Like Raisins on the Vine
Sometimes you have to make your own magic. Like when you find that perfect pomegranate, and instead of squirreling it away, you share it with the people around you. That look of pure satisfaction as they eat the purplish-red seeds, the quick pop, the burst of flavor in their mouths, and then the expression of joy — that is magic.
One day, not so long ago, we were sitting under the large circular grape arbor made of wood beams and covered by broad green grape leaves winding haphazardly above us. Beneath, the patio was made up of odds and ends. I saw, among pieces of pottery tile, bright green flecks of glass from the cup I broke on my second day. It was no longer useful for drinking, but it found a new home here, as part of the mosaic that formed the outdoor floor.
It must have been early fall. The grapes were hanging down in dense, sticky sweet bunches. Most of the grapes on the farm had gone by, no more than raisins on the vine, but if you knew where to look, there were still a few succulent fruits hanging among the leaves. This particular grape arbor, the one we were eating under, was tired and done for the season. The sticky, dark purple fruits only food for the birds and the wasps.

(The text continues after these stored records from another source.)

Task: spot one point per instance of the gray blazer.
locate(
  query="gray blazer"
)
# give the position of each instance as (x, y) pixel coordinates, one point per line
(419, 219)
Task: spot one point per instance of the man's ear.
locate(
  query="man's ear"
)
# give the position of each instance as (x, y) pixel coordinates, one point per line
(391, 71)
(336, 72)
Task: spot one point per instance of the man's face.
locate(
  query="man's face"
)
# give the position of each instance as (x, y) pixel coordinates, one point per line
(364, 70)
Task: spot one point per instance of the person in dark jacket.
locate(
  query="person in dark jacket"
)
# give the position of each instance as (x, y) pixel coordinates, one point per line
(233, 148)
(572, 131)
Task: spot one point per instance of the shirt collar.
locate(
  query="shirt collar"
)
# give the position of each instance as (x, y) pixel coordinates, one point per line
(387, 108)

We were all feeling rather lazy but still thinking of work. The day before, I had taken a piece out of my hand with a hatchet, it wasn’t painful, but it bled a lot. The woman sitting across from me had also sliced herself open by accident. She had been playing with concrete; I don’t think it was too bad, but her hands were so dry it was hard to tell. Next to her was a man with white hair. He isn’t old, he’d just been playing with limestone. The new arches were beautiful, but he couldn’t work that day because no one was helping him, and he couldn’t lift the stones by himself.
It was a midday feast on an unexpected day off. We had our pot of buckwheat and vegetables, our salad (yes, there were pomegranate seeds from fruit plucked just a few minutes before the meal). We had our spoons and our appetites, but no energy to do more than pass the bowls around, each person having a spoonful or two, and passing it on. The crisp freshness of the salad balanced the heat and garlic in the buckwheat. Surprisingly, for such hot weather, we ate a lot. Our lovely cook was happy — she had forgotten so many people had gone home, and there were only around a quarter of the workers here.
The food gave us some magic. For half an hour, we sat around, full and content, breathing in the sweet scent of fermenting grapes. After a time, new energy flooded through us. My fellow countryman ran off to make bread, the young white-haired man found the tools someone was looking for and then went to play the piano. The rest of us scattered to our various individual endeavors. The farm was not so big, but if everyone was doing their own thing, it was not likely we would run into each other. Only when people were motionless would you find anyone. The day was still stagnant, but we were living, breathing beings once more rather than the stationary stones we had been in the morning.
That night I went to find my friend with the concrete on her hands. I wanted to give her some lotion to soften the creases in her fingers. When I went to her yurt, though, and pushed aside the red and white curtain, I found no one sleeping there. I thought she had said she was going to bed an hour before, but all I could hear or see in the semi-darkness was a sigh of someone in heavy slumber and five empty beds. I realized that in sleep, she must have slipped between the curtains of reality, living time at a different pace than I was. It was no use trying to find her then. I would see her the next morning when the sun came up.